In 2018, around 76% of people had a passport in the UK. That compares with 42% of Americans and 66% of Canadians. That leaves an awful lot of people out of the loop across just 3 locations. This is before you factor the rest of the world in.
Unless passports are somehow made free worldwide, or a universal form of ID is created, people will lose out. When crucial services like banking, tax, municipal services, gas and electricity are all moved online, this seems irresponsible. We typically don’t need to show our energy company a scan of our passport to use their service online. Does it make sense that the bar to entry is so much higher to post on a social network?

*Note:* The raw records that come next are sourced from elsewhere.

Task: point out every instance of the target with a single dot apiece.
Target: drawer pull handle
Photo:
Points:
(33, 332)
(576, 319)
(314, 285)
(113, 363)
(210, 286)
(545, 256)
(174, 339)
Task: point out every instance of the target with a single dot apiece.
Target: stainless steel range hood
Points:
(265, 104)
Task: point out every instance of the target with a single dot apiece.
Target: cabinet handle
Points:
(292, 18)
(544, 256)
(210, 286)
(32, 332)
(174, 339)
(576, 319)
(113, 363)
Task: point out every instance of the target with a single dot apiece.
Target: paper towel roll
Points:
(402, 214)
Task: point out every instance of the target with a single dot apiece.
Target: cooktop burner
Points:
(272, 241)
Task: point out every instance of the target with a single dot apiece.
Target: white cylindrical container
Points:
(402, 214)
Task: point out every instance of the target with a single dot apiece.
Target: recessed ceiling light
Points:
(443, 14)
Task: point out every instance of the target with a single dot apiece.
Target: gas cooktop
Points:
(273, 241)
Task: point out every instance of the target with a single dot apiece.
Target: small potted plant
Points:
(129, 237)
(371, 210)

There are limited circumstances where a social network currently may ask to see a form of identification. That’s mostly tied to issues of death and memorialisation. Similarly, some verification processes involve passport scans.

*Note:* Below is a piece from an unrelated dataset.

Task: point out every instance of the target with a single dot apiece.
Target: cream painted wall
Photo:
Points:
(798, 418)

Scanning everybody, though? That’s going to cause additional problems…
All the eggs, in the biggest basket
Any social media app containing something approaching the whole world’s passports is instantly a massive target for hacks and scams. It’s debatable if they could keep it all secure and locked down—they only have to fail once. For comparison, the UK’s Home Office deals with a frankly unimaginable volume of personal data. Passports, birth certificates, wedding certificates, photographs, personal emails, biometrics, the works. Some of this is outsourced to third parties.
It is incredibly important this data is kept under lock and key. This is now the point where we mention a 120% rise in data loss incidents. With 4,204 incidents “in the last financial year” alone, that’s an awful lot of problems related to paper documents and electronic devices. If this is the scale of the issue for UKGOV despite their best efforts, imagine the problem for a much less wealthy social media site. It just seems too much of a leap of faith to think this would end in anything but disaster.
This leads us neatly on to…
Data theft fallout
When people say that losing their anonymity online “isn’t a problem”, or “wouldn’t bug me”, that’s great for them. But just because something isn’t in their threat model, doesn’t mean it can’t hurt someone else, as the EFF’s Eva Galperin pointed out on Twitter only recently:
Some people are at risk from domestic violence or racial abuse. For some, anonymity is built into aspects of their job. For others, their stay in a country might be. conditional but they’d like to speak up on the issues affecting them without feeling they’re jeopardising their status.
“You’re not living in a repressive regime” should not be the barrier to entry for privacy. Treating your right to keep yourself safe from data abuse isn’t a special exemption, kept out of reach except in the direst of emergencies. This normalises the idea of privacy and safety as an exception. You know who loves it when privacy and safety are treated as abnormal?
People who’d rather you have as little of it as possible, that’s who.
Same again next time?
I’ve seen this discussion come around many, many times now. No matter the circumstance, it tends to fizzle out and be resurrected a few months later. In the UK, at least, “everyone should supply ID” will collapse under weight of sheer impossibility. The task there is made harder by virtue of the fact there is no nationally issued, mandatory identity card system in operation.
Things are a little more complicated in the US, where anonymous online speech is concerned. The legal provision that protects free speech online—Section 230—is under increasing scrutiny. It remains to be seen how things will play out there.
Having said that, this talking point will return. When it does, you’ll be armed with the knowledge that data privacy is incredibly important. Due to a variety of social, legal, and practical problems in this particular realm, social media sites won’t be asking you for verification any time soon.